It didn't prove necessary.
"How the hell did you know about this, Ciri? There was no way you could see this from the distance we were standing at, not with all the trees and terrain in the way! And why were you sniffing?" she asked, feeling rather bewildered, as she beheld the violently reacting Rune of Travel carved into the stone wall. Then her eyes widened as she considered something, and she shot Ciri a genuinely frightened look, taking in her features. Silver hair, red eyes, unnaturally graceful, unnaturally strong, charismatic… One hand snapped up, radiating golden light as she prepared to defend herself. "Gods, are you a vampire?"
"Fuck." Ciri groaned, running a hand through her hair in agitation, glancing back at her and seeming to wilt slightly in the face of her fear and the hand that shone with divine power, looking genuinely saddened. Enough so that Shadowheart lowered her hand slightly in unconscious regret for putting that expression on her face. "Yes, I am, but I'm not the kind of vampire you hear horror stories about, alright? I'm not going to ambush you in your bedroll and drain you dry, I have better self-control than that. Better morals, too, not to mention the fact that I'm a Witcher."
"What, exactly, is a Witcher?" Shadowheart asked suspiciously, somewhat reassured by her words. While Ciri could be lying, she knew that the girl didn't really need to. If she intended Shadowheart harm, she could have attacked her any number of times, and Shadowheart honestly didn't believe she could have done anything to stop it.

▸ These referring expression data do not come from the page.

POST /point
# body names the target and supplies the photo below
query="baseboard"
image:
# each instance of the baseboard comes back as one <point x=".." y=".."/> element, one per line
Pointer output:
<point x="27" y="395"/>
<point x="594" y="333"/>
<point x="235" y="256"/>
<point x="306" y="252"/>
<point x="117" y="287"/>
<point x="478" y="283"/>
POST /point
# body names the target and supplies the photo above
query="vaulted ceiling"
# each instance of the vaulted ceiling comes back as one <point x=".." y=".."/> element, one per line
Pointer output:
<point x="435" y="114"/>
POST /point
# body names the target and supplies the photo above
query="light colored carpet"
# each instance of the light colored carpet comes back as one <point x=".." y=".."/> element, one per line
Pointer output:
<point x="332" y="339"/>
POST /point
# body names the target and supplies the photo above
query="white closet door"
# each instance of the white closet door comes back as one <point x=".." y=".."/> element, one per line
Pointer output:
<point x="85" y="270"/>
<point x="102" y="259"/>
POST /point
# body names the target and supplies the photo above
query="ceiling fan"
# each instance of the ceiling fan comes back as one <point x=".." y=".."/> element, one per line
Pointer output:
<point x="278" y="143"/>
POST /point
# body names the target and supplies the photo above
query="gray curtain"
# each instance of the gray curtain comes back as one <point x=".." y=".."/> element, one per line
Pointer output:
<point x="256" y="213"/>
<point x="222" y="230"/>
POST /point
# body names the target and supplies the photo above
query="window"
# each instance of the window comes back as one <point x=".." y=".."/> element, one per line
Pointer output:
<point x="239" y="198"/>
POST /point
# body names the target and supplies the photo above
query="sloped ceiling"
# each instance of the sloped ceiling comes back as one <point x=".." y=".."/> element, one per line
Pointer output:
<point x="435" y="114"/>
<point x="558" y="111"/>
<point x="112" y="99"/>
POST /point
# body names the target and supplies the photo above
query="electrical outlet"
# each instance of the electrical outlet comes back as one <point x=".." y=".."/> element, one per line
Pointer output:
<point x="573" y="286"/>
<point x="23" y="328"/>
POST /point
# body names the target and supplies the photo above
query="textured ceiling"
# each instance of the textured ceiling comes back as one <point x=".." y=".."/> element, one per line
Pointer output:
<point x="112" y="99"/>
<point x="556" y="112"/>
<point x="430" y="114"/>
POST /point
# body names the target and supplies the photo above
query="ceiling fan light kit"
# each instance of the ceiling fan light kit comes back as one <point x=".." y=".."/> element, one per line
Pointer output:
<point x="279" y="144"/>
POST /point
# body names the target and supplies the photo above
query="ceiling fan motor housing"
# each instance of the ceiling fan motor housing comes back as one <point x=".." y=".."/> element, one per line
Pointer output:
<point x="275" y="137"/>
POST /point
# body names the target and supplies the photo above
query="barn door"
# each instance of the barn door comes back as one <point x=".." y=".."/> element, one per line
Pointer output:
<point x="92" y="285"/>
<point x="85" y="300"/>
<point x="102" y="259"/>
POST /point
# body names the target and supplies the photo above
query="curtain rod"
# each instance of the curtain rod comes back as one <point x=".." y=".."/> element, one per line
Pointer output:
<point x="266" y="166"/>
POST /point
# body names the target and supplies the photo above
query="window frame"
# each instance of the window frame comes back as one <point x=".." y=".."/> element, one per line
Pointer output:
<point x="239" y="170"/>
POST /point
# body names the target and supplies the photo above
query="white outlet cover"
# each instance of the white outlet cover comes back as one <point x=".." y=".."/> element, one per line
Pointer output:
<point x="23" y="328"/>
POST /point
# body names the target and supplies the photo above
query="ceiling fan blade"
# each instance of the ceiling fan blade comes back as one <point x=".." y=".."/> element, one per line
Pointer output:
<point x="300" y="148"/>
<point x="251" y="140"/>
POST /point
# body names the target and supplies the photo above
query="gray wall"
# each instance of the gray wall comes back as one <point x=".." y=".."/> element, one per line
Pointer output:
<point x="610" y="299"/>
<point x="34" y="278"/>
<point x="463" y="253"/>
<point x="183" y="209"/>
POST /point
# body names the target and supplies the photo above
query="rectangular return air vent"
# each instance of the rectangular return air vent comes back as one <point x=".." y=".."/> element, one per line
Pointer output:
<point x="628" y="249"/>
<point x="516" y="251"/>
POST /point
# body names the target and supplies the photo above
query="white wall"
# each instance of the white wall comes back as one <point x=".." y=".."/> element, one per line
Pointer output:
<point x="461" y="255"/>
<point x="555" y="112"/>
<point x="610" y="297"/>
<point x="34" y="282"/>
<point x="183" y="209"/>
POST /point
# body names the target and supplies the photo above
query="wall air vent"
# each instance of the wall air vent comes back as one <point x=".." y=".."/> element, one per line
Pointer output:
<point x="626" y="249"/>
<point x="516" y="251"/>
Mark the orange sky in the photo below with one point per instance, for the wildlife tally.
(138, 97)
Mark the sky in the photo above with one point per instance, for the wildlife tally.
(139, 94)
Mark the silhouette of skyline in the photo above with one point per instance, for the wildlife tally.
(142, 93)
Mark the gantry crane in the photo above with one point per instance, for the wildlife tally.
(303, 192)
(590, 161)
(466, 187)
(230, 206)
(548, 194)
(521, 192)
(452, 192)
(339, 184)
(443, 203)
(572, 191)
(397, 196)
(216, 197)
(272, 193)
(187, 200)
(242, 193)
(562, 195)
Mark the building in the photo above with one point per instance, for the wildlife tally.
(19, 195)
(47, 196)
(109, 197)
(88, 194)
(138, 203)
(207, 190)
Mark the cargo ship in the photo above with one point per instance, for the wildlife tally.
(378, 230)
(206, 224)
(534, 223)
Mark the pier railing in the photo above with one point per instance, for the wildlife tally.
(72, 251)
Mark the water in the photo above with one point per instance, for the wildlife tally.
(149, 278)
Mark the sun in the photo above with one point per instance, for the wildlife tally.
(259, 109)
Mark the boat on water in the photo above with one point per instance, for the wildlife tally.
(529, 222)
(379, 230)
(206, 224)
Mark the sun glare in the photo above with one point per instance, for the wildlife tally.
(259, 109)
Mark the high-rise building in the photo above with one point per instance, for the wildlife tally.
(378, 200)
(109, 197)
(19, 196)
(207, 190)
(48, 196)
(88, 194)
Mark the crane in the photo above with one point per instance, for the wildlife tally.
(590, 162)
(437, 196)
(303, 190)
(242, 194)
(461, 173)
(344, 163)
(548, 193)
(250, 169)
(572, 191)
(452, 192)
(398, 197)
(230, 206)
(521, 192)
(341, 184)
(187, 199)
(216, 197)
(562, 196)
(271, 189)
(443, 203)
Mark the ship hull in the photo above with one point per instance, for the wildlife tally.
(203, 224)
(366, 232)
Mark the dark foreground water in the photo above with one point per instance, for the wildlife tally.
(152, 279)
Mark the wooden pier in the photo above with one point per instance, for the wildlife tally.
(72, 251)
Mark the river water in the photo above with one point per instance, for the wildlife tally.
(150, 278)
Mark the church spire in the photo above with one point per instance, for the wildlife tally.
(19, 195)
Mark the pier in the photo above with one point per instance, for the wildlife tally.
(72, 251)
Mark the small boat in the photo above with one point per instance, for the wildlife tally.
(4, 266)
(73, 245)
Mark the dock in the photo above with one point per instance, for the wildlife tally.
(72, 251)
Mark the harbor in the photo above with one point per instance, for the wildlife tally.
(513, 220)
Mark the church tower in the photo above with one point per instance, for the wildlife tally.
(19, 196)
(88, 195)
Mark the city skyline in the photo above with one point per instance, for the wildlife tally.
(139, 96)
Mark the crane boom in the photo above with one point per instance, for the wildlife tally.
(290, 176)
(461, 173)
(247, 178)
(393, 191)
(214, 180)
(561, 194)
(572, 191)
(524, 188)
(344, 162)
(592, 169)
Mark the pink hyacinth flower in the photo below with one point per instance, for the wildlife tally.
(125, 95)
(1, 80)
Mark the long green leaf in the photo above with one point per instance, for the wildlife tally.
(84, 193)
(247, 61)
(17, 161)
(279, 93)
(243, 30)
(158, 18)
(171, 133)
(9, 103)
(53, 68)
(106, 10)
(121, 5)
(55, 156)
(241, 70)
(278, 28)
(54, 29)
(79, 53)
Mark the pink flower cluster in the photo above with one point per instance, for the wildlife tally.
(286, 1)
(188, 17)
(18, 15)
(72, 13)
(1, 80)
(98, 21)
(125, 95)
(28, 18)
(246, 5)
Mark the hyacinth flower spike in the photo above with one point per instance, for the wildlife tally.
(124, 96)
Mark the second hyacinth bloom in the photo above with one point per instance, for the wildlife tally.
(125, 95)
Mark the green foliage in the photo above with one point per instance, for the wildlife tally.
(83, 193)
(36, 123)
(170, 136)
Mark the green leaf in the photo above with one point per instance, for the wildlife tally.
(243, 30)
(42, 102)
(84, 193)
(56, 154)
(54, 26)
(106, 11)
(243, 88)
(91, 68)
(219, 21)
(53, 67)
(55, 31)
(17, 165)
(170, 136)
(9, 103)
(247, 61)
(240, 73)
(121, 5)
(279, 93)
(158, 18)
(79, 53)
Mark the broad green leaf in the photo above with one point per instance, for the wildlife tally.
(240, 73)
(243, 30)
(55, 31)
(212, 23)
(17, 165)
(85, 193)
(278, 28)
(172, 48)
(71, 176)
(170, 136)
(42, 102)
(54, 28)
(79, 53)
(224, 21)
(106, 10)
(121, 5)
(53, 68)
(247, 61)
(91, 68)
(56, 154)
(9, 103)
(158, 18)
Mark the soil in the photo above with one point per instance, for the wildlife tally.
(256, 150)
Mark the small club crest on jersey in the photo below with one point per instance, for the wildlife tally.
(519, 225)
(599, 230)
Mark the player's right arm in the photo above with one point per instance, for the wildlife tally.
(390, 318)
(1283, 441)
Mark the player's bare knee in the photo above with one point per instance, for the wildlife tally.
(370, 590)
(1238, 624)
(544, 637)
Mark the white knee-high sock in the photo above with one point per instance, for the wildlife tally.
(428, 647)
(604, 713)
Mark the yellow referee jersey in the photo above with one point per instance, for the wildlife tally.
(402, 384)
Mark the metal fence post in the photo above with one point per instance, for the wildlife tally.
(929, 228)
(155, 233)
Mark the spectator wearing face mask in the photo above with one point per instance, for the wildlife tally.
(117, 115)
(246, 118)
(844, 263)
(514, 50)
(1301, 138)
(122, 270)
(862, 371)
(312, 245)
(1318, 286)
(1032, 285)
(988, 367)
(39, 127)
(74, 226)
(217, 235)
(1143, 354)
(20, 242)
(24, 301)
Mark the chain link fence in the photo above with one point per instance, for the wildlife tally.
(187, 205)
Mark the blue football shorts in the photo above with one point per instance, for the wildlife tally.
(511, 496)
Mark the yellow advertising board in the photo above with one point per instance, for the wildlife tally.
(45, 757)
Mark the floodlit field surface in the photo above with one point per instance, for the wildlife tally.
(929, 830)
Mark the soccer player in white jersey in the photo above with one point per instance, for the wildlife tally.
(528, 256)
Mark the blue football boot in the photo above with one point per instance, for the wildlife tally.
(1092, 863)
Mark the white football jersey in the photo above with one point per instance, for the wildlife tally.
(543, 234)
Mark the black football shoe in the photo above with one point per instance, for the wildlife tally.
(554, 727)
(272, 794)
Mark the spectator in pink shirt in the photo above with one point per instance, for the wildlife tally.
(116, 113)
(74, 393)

"Monster hunters. The best of them." The newly-revealed vampires told her, straightening slightly in unconscious pride. "When mankind is helpless in the face of the beasts and nightmares of myth and legend, they call upon the members of my order. We are sworn to defend the mortal races at all costs, from the time we are Chosen until the moment we die in battle. Above and beyond my own beliefs, my own vows, I would never disgrace my father by breaking that vow."
There was…a lot to unpack there, there really was, and Shadowheart was going to spend plenty of time doing just that (and asking far more questions), but Ciri's words radiated absolute truth. As a cleric of Shar, a master of The Domain of Trickery, Shadowheart knew how to recognize a liar when she saw one, not matter how talented they were. That was enough for her to relax entirely, though she made a mental promise to herself to double check her instincts with a bit of magical assistance. A Zone of Truth, once they were someplace quiet, applied without warning Ciri ahead of time.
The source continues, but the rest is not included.